Rabat – Spanish Foreign Minister Arancha González Laya asked US Secretary of State Antony Blinken to reverse the US position on Western Sahara. In a phone call on Friday, June 11, Laya blamed former US president Donald Trump for Spain’s current diplomatic standoff with Morocco.
Following a week of political drama triggered by Spain’s decision to draw the EU into its bilateral crisis with Morocco, now the Iberian nation is asking the administration of US President Joe Biden to become involved.
Even as Morocco’s officials repeatedly made clear the sacred status of Western Sahara in Moroccan foreign policy, Spanish officials are asking Washington DC to reverse Morocco’s hard-won diplomatic gains on the issue.
The move by the Spanish foreign ministry appears to reveal that Spain sees no bilateral solution to its crisis with Morocco. Instead, Madrid is asking Biden to “help solve the problem,” by annulling the US commitment to both Morocco and Israel.
Laya blamed the US for her country’s current crisis, especially taking issue with Trump’s decision to recognize Morocco’s sovereignty over Western Sahara following years of positive diplomacy by Morocco’s diplomatic corps in Africa and across the world.
How Spain thinks it can resolve its bilateral standoff by directly undermining Morocco’s most important foreign policy priority remains unclear.
Laya is not the only Spanish official that aims to make the controversial request of the US. Spanish Prime Minister Pedro Sanchez is set to meet Biden at a NATO summit on Monday, where the two have planned a brief meeting.
“If the duration of the conversation allows it, it will insist, in turn, that the United States must be involved in solving the Spanish-Moroccan dispute,” writes Spanish newspaper El Confidential. The outlet further implied that Spain will pressure both Washington and Paris on its bilateral crisis as the “two capitals that exert the greatest influence over Rabat.”
Spain appears to be hoping that the US becomes an active partner in its dispute with Morocco, similar to US involvement in the 2002 Perejil Island crisis.
At the time, Spain and Morocco experienced a diplomatic conflict over the uninhabited Perejil island, located 250 meters off the Moroccan coast in the strait of Gibraltar. Mediation by the US eventually led to both countries withdrawing from the disputed rocky isle.
Whether the US is again willing to enter a regional diplomatic spat is unclear as US spokesperson Jalina Porter on May 19 called for a bilateral resolution to the current tension.
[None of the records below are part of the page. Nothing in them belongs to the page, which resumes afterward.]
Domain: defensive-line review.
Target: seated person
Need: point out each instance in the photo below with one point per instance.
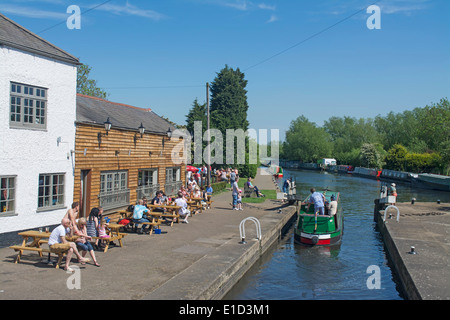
(255, 188)
(318, 199)
(138, 214)
(158, 200)
(332, 206)
(184, 211)
(57, 241)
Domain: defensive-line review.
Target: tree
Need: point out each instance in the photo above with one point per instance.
(196, 113)
(306, 142)
(396, 158)
(370, 156)
(88, 86)
(229, 100)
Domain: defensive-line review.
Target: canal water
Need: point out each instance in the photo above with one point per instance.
(350, 271)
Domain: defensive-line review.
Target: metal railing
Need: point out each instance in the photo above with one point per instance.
(114, 199)
(148, 191)
(242, 229)
(171, 188)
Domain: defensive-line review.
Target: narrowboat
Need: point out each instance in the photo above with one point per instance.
(433, 181)
(316, 230)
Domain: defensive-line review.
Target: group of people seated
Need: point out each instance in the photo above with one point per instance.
(141, 209)
(83, 230)
(321, 204)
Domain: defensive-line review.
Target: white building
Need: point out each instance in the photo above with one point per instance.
(37, 114)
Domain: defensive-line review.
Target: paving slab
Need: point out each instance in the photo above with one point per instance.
(198, 260)
(426, 227)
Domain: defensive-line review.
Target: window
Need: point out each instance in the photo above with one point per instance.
(173, 181)
(7, 194)
(114, 190)
(147, 183)
(173, 174)
(147, 177)
(28, 106)
(51, 191)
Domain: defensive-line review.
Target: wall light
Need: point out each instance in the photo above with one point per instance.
(107, 125)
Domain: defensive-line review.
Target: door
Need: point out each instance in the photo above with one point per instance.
(85, 193)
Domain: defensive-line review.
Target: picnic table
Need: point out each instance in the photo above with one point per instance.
(35, 245)
(114, 234)
(171, 211)
(195, 204)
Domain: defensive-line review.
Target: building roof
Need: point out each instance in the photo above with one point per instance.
(15, 36)
(91, 110)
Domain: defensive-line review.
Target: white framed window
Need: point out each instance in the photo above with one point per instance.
(147, 183)
(51, 191)
(7, 195)
(173, 174)
(147, 177)
(114, 190)
(173, 181)
(28, 106)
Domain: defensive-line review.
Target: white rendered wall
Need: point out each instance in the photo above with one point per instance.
(27, 153)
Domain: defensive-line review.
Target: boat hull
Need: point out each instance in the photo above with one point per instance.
(312, 239)
(319, 230)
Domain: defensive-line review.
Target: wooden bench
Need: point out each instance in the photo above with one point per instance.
(151, 225)
(249, 192)
(209, 201)
(60, 253)
(158, 214)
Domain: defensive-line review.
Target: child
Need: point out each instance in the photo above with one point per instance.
(239, 201)
(102, 231)
(83, 241)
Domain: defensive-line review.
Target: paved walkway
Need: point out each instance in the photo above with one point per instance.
(425, 226)
(198, 260)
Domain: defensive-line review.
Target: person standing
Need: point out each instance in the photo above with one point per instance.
(332, 206)
(393, 192)
(235, 193)
(138, 215)
(83, 241)
(72, 215)
(183, 211)
(57, 241)
(232, 178)
(318, 199)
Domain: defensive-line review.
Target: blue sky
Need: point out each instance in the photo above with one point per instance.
(160, 54)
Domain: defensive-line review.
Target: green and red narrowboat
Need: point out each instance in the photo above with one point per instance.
(314, 229)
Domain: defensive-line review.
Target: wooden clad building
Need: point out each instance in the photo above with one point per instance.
(117, 164)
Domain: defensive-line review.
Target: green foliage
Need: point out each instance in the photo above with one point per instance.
(396, 157)
(228, 110)
(424, 162)
(306, 142)
(417, 140)
(218, 186)
(229, 100)
(198, 112)
(370, 156)
(88, 86)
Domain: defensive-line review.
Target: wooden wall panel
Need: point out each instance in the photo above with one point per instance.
(131, 157)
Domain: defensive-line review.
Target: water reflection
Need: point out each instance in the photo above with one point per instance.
(292, 271)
Similarly, whether Morocco will respond with forceful measures, for instance by reducing cooperation on Spanish and EU priorities on immigration, will likely become clear in the following days.
But the fact remains that, from the Moroccan perspective, Madrid’s determination to drag the EU into its bilateral issues with Rabat and convince the US to reverse its newfound position on Western Sahara shows that Spain can no longer be regarded as a privileged partner or trusted ally, but as a foe.